3. json2csv - This is used to convert the JSON data to the CSV format
Basic knowledge of JavaScript

Let's get started with the project

Create a NodeJS project

   $ mkdir node-webscrap
   $ cd node-webscrap
   $ npm init
   $ yarn add request-promise request cheerio json2csv

Create an index.js file in the root directory of your project

   $ touch index.js

Get all the required modules inside the index.js

    const request = require("request-promise")
    const cheerio = require("cheerio")
    const fs = require("fs")
    const json2csv = require("json2csv").Parser;

Next, create an array of movies with proper strings.

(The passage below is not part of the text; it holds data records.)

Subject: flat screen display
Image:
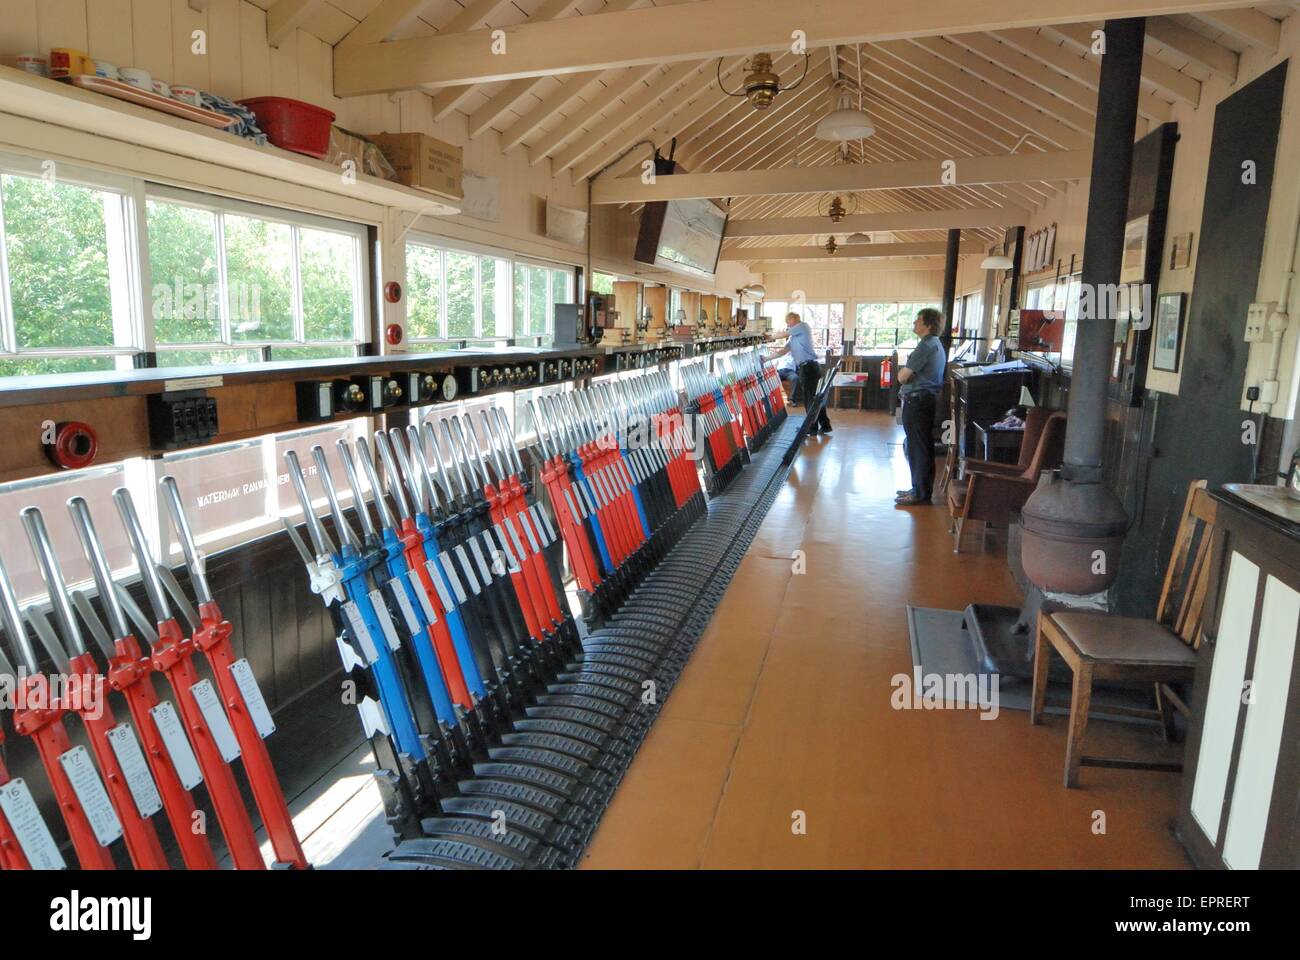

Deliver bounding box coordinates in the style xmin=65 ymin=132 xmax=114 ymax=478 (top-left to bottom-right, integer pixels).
xmin=650 ymin=198 xmax=727 ymax=278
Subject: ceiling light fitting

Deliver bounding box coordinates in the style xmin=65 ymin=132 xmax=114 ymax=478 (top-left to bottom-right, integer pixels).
xmin=718 ymin=52 xmax=809 ymax=111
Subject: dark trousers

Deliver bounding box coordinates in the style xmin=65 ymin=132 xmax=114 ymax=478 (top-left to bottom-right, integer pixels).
xmin=797 ymin=360 xmax=831 ymax=432
xmin=901 ymin=391 xmax=938 ymax=499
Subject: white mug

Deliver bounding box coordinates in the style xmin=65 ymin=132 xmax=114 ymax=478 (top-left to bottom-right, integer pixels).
xmin=92 ymin=59 xmax=118 ymax=80
xmin=16 ymin=54 xmax=48 ymax=77
xmin=119 ymin=67 xmax=152 ymax=92
xmin=171 ymin=85 xmax=201 ymax=107
xmin=151 ymin=79 xmax=172 ymax=98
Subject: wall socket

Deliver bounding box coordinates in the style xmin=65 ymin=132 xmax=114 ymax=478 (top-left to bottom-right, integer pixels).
xmin=1245 ymin=301 xmax=1276 ymax=342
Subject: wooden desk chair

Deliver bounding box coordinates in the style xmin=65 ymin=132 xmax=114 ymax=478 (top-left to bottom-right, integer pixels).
xmin=946 ymin=409 xmax=1066 ymax=553
xmin=1031 ymin=480 xmax=1218 ymax=787
xmin=936 ymin=389 xmax=960 ymax=498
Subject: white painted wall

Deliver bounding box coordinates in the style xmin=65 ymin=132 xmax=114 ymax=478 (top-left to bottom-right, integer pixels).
xmin=0 ymin=0 xmax=749 ymax=301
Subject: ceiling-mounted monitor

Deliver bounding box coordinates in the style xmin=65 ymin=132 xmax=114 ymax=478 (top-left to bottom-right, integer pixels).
xmin=634 ymin=157 xmax=727 ymax=279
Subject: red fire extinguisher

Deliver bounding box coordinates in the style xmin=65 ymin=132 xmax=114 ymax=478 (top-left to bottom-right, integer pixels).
xmin=880 ymin=358 xmax=892 ymax=388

I have used rotten tomatoes to get the movie review URLs

   const movies = [
     "https://www.rottentomatoes.com/m/the_last_full_measure",
     "https://www.rottentomatoes.com/m/stray_dolls"
   ];

Now create a function with the below code base

   const dataRepresent = async() => {
     let rottenTomatoData = []

     for (let movie of movies) {
     const response = await request({
      uri: movie,
      headers: {
        "accept": 
"text/html,application/xhtml+xml,application/xml;q=0.9,image/webp,image/apng,*/*;q=0.8,application/signed-exchange;v=b3;q=0.9",
        "accept-encoding": "gzip, deflate, br",
        "accept-language": "en-US,en;q=0.9,es;q=0.8"
      },
      gzip: true,
     })

     let $ = cheerio.load(response);
     let title = $("h1[class='mop-ratings-wrap__title mop-ratings-wrap__title--top']").text().trim()
     let tomatoMeterObj = $('#tomato_meter_link > .mop-ratings-wrap__percentage');
     let tomatoMeter = tomatoMeterObj && tomatoMeterObj.text().trim();
     let audMeterObj = $('.audience-score > .mop-ratings-wrap__score >  .articleLink  > .mop-ratings-wrap__percentage');
     let audMeter = audMeterObj && audMeterObj.text().trim();
     let summary = $('.mop-ratings-wrap__text').text().trim()

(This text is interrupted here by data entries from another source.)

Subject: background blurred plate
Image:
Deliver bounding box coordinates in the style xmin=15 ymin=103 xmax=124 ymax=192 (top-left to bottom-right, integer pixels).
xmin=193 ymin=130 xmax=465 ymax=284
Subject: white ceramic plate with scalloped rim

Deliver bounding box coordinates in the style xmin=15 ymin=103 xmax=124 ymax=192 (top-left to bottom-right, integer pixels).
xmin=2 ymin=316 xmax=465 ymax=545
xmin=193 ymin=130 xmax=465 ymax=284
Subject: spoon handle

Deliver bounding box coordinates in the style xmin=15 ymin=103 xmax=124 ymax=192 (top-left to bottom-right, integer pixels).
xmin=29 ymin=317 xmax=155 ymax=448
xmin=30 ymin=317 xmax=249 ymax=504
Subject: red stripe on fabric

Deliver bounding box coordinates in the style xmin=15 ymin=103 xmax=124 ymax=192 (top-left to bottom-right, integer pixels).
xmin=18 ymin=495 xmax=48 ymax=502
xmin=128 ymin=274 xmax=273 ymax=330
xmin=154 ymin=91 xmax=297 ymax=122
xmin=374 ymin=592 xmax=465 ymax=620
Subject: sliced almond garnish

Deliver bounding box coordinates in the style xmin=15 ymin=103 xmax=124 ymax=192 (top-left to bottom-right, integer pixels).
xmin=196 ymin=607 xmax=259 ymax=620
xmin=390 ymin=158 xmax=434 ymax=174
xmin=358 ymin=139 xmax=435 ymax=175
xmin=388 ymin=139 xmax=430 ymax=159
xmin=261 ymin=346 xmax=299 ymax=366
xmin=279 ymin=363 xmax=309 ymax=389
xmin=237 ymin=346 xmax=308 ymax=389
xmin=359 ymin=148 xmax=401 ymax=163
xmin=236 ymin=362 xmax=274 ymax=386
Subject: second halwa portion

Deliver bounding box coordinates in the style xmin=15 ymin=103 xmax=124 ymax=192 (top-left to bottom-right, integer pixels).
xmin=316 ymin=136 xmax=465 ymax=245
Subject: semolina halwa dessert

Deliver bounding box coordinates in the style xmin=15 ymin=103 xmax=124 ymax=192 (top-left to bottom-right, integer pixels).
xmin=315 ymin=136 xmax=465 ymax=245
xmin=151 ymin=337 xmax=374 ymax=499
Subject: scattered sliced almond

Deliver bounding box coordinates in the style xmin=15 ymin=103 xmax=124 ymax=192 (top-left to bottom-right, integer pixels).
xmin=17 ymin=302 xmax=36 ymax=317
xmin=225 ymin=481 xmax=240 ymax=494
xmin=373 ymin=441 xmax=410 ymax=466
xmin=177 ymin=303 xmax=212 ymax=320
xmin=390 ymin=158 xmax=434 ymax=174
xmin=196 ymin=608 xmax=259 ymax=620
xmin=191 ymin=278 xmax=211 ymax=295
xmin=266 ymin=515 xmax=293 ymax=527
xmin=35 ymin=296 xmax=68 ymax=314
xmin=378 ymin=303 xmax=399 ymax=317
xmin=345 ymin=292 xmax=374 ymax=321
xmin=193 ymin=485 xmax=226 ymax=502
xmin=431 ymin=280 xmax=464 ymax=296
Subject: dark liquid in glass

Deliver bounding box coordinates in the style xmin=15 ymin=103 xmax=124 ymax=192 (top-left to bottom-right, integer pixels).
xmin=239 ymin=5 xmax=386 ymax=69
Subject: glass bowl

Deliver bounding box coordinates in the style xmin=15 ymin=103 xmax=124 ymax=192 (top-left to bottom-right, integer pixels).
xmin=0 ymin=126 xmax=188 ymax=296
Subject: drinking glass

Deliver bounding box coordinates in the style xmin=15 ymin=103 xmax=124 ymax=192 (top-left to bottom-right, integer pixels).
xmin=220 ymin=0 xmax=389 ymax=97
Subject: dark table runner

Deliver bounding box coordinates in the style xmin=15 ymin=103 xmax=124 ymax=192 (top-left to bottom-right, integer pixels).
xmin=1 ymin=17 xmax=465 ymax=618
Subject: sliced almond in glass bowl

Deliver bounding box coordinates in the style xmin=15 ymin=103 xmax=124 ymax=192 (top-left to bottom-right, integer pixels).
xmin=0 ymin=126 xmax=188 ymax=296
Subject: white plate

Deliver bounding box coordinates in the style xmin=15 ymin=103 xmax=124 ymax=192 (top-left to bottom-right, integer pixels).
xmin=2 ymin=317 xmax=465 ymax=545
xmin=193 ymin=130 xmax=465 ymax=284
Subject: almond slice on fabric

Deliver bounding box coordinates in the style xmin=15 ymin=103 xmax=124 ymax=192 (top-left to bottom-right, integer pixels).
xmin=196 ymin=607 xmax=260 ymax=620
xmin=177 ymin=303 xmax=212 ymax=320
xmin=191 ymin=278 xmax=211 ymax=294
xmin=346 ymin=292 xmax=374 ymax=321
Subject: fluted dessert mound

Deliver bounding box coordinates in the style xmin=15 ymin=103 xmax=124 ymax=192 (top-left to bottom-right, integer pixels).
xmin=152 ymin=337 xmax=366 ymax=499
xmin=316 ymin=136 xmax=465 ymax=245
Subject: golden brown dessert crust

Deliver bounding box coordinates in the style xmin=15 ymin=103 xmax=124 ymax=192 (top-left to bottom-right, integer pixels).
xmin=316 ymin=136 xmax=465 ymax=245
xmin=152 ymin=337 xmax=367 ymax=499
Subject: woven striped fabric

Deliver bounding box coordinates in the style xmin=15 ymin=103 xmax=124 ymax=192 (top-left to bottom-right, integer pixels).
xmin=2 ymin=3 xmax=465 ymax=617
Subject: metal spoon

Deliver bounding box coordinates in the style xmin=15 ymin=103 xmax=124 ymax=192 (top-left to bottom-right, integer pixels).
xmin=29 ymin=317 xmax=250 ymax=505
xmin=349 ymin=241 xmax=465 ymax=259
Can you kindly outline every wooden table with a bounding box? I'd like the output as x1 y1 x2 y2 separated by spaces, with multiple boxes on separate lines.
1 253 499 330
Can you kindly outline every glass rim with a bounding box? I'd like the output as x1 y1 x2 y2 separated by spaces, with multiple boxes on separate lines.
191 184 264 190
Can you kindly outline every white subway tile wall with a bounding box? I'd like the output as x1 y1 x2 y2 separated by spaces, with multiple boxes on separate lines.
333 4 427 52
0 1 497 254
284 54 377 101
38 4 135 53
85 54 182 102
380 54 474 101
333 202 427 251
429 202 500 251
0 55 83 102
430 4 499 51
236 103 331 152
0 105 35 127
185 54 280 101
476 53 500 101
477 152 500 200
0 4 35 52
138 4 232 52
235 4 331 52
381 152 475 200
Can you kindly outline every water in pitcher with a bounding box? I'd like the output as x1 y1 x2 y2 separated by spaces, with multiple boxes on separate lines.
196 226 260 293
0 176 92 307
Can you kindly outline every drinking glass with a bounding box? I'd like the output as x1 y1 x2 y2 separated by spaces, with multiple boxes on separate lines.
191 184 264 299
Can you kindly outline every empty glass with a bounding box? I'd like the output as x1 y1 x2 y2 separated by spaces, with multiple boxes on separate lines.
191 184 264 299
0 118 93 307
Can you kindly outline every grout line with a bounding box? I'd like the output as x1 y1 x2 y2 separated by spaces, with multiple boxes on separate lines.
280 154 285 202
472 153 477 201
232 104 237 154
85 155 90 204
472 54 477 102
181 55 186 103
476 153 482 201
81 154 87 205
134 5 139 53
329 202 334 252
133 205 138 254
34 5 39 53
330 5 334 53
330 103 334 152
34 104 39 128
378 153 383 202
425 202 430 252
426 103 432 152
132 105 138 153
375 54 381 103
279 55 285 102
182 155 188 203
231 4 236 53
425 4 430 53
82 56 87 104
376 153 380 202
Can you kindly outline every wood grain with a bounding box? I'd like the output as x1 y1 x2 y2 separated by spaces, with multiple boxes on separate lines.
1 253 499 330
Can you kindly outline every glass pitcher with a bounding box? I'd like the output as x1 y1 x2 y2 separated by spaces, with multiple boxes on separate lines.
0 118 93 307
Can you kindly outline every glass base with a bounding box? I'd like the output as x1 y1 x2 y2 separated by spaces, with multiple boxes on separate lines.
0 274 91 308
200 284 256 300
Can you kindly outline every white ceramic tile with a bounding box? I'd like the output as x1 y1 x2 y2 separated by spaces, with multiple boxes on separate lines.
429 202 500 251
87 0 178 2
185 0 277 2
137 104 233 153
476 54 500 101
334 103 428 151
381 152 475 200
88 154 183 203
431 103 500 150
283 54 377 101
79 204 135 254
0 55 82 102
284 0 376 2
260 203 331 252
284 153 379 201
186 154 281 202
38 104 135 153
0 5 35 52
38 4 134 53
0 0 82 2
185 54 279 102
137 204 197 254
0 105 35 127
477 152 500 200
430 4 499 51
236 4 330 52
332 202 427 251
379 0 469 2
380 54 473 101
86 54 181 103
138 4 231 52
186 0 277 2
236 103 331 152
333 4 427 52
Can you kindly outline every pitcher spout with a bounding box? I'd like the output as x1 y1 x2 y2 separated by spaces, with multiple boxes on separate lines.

     rottenTomatoData.push({
      title,
      tomatoMeter,
      audMeter,
      summary,
     });
   }
   const j2cp = new json2csv()
   const csv = j2cp.parse(rottenTomatoData);
   fs.writeFileSync('./rottenTomatoes.csv', csv, "utf-8")
 }

Call the function at the end in the index.js file

    dataRepresent();

After running the index.js from the command line, you should see the file "rottenTomatoes.csv" getting generated in the project's root directory

   $ node .\index.js

So here we are iterating over the movies array asynchronously and using request-promise npm module we are passing headers, uri and the required parameter like gzip to fetch the raw HTML data. Using cheerio we can parse the data by using jquery selectors to get the data.

Then we push the data into "rottenTomatoData" array and write the data in the file named as "rottenTomatoes.csv" using fs module provided by NodeJS out of the box

So that's it for the day. I will come up with some learnings and will share them with you.

Thanks for reading and please share it across with other folks and keep learning!!

Top comments (3)

allnulled • Apr 11 '20

With this tool you can reuse your node and your browser js knowledge:

dev.to/allnulled/live-web-scrappin...

Nitin Reddy • Apr 11 '20

Let me try this as well.

allnulled • Apr 11 '20 • Edited

Sure. With it you can see the scrap in live, render Angular/React/Vue/xxx applications, and do asynchronous operations in both, client and local environments, and of course, passing data between them.

I wish I knew more about Electron... because web2os has a cool interface, but poorly got under the hood... but it has turned the de facto solution for my small scraps.